简体   繁体   English

Apache Airflow Xcom 从动态任务名称中提取

[英]Apache Airflow Xcom Pull from dynamic task name

I have successfully created dynamic tasks in a DAG (Bash and Docker Operators) but I'm having a hard time passing those dynamically created tasks to xcom_pull to grab data.我已经在 DAG(Bash 和 Docker 操作员)中成功创建了动态任务,但是我很难将这些动态创建的任务传递给 xcom_pull 以获取数据。

for i in range(0, max_tasks):
    task_scp_queue = BashOperator(task_id="scp_queue_task_{}".format(i), bash_command="""python foo""", retries=3, dag=dag, pool="scp_queue_pool", queue="foo", provide_context=True, xcom_push=True) # Pull the manifest ID from the previous task via xcom'

    task_process_queue = DockerOperator(task_id="process_task_{}".format(i), command="""python foo --queue-name={{ task_instance.xcom_pull(task_ids=scp_queue_task_{}) }}""".format(i), retries=3, dag=dag, pool="process_pool", api_version="auto", image="foo", queue="foo", execution_timeout=timedelta(minutes=5))
    task_manifest = DockerOperator(api_version="auto", task_id="manifest_task_{}".format(i), image="foo", retries=3, dag=dag, command=""" python --manifestid={{ task_instance.xcom_pull(task_ids=scp_queue_task_{}) }}""".format(i), pool="manfiest_pool", queue="d_parser")

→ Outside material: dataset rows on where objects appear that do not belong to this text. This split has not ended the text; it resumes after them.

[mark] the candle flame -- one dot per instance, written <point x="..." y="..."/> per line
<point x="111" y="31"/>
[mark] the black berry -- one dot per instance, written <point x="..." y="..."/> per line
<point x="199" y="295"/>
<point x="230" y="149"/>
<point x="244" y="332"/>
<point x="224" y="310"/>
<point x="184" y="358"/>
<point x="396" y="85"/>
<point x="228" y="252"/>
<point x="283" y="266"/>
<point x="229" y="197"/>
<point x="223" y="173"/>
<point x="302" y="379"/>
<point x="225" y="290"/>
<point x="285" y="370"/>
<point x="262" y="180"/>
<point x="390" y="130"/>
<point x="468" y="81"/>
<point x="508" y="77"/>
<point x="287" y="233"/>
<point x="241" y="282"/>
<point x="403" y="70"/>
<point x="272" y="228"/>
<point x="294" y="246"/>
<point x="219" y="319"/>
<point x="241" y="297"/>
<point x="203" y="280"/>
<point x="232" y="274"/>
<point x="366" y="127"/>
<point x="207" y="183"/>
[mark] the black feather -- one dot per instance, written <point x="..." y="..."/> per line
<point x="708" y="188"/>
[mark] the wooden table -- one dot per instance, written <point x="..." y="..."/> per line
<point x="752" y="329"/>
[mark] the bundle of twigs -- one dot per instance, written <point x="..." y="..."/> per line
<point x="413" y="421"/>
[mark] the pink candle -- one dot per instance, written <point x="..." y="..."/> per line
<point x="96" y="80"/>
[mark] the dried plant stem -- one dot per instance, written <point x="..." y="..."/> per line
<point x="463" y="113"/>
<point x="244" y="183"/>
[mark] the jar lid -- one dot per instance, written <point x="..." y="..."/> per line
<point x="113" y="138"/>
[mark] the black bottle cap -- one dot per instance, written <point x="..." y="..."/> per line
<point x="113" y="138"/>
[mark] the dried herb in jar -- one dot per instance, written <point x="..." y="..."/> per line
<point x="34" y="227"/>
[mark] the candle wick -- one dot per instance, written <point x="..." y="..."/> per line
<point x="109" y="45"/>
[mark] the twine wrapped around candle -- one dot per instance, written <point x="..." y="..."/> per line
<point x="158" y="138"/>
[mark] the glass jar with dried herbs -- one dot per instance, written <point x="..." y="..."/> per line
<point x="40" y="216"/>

    task_psql_queue.set_downstream(task_scp_queue)
    task_process_queue.set_upstream(task_scp_queue)
    task_manifest.set_upstream(task_process_queue)

As you can see I tried just using Python format string in the Jinja template to pass the i variable in it, however that doesn't work.如您所见,我尝试在 Jinja 模板中仅使用 Python 格式字符串来传递 i 变量,但这不起作用。

I've also tried using "task.task_id", and creating a new string with just the task_id but that doesn't work either.我也试过使用“task.task_id”,并只用 task_id 创建一个新字符串,但这也不起作用。

Edit:编辑:

Now command looks like this现在命令看起来像这样

command="""python foo \ 
    --queue-name="{{ 
    task_instance.xcom_pull(task_ids='scp_queue_task_{}') }}" 
     """.format(i)

And my debug logs from Airflow look like我来自 Airflow 的调试日志看起来像

Using Master Queue: process_{ 
task_instance.xcom_pull(task_ids='scp_queue_task_31') }

So the string value is being populated but it's not executing the xcom_pull.所以正在填充字符串值,但它没有执行 xcom_pull。

I'm confused how this isn't working.我很困惑这怎么行不通。 A log of the errors you're getting would be helpful.您收到的错误日志会有所帮助。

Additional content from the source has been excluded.